Ce rapport repose sur des mémoires de recherche d’étudiants du master COAST de l’Université d’Aix Marseille encadrés par des scientifiques de l’Université.

De manière synthétique, ce rapport permet de répondre aux questions suivantes :

Que se passe-t-il lorsqu’on laisse la mer démanteler progressivement une digue qui fixait le rivage et qui interdisait les submersions marines (vers une zone basse) ?
L’effondrement de la digue, par érosion sous-marine à sa base, se traduit par un recul du rivage et des submersions marines durant les tempêtes qui permettent alors des dépôts de sables. Ces accumulations créent de nouvelles plages et/ou une élévation topographique de la zone basse. Ce mécanisme élève la frange littorale et donc permet de compenser la montée de la mer (sans pouvoir quantifier à ce stade l’efficacité de ce processus).

Le désenrochement d’une digue permet-il de limiter le recul du rivage d’une plage située à proximité de l’ouvrage ?
Ce mécanisme n’est efficace qu’à condition que la zone désenrochée soit suffisamment étendue pour s’éroder et fournir suffisamment de sédiments à la plage limitrophe. Si à ce stade ces conclusions restent qualitatives, dans la zone désenrochée et sur la base de la conclusion précédente, on peut s’attendre à ce qu’une plage se (re)crée lorsque la digue est supprimée (mais le recul du rivage reprendra).

Les brise-lames immergés en géotextiles stabilisent-ils la position du rivage ?
La généralisation de l’efficacité de ces structures est délicate tant chaque site est particulier. Dans tous les cas ils permettent de réduire l’intensité de la houle (parfois faiblement) mais leur efficacité grandit lorsqu’ils sont couplés à des phases de rechargements artificiels.

Le rechargement en galets sur une plage sableuse est-il efficace ?
Le rechargement ne stoppe pas le recul du rivage, dans un contexte de dérive littorale importante, le recul du rivage continue et les courants déplacent les galets latéralement (sur plusieurs centaines de mètres). Tout comme le rechargement artificiel en sable, cette pratique demande aussi à être renouvelée et la qualité paysagère du site est fortement modifiée.
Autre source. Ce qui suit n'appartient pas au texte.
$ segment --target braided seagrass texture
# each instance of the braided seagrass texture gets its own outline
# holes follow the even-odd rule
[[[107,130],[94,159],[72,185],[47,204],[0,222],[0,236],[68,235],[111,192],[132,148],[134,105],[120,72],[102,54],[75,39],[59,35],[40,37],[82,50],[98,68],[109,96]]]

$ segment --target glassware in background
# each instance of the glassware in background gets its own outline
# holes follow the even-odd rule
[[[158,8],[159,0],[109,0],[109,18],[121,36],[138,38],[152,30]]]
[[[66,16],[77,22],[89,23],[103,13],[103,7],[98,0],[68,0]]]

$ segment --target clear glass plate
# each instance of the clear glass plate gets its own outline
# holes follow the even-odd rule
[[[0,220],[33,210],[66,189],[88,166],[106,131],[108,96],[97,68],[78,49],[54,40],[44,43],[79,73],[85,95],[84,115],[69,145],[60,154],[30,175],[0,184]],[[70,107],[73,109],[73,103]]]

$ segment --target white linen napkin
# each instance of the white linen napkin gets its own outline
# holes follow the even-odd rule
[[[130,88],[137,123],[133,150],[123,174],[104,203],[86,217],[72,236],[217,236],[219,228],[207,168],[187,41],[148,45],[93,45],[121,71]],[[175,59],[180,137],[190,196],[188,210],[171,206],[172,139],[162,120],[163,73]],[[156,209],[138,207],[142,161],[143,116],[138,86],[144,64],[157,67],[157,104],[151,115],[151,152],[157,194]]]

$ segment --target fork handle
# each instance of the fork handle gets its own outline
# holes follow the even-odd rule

Ce rapport montre en particulier que des processus naturels d’accumulations de sédiments sur la plage et/ou dans les zones basses (étangs) liés aux submersions marines se mettent en place durant les tempêtes. Ils permettent de créer ou de renforcer une plage qui élève ainsi naturellement sa topographie initiale. Ce mécanisme, lorsque la plage est suffisamment large pour qu’il se réalise, permet de résister à long terme à l’accélération de la montée de la mer.

Au final, ces exemples soulignent la mobilité naturelle du rivage et les contraintes d’aménagement que l’on s’impose lorsque ceux-ci sont trop proches du rivage. La transition environnementale des plages doit donc passer par l’acceptation du fonctionnement naturel respectant l’espace nécessaire à la plage pour fonctionner.

À long terme, dans une perspective d’accélération de la montée de la mer et de pénurie en sédiments sur les plages, il semble alors raisonnable de ne plus considérer le littoral comme une zone facilement aménageable où les infrastructures rigides peuvent être implantées dans la zone de mobilité naturelle de la plage. Ce rapport à l’aménagement du littoral basé sur un espace de mobilité, rejoint finalement celui compris et accepté dans les années 90 le long des cours d’eau le long desquels on respecte aujourd’hui une zone de mobilité.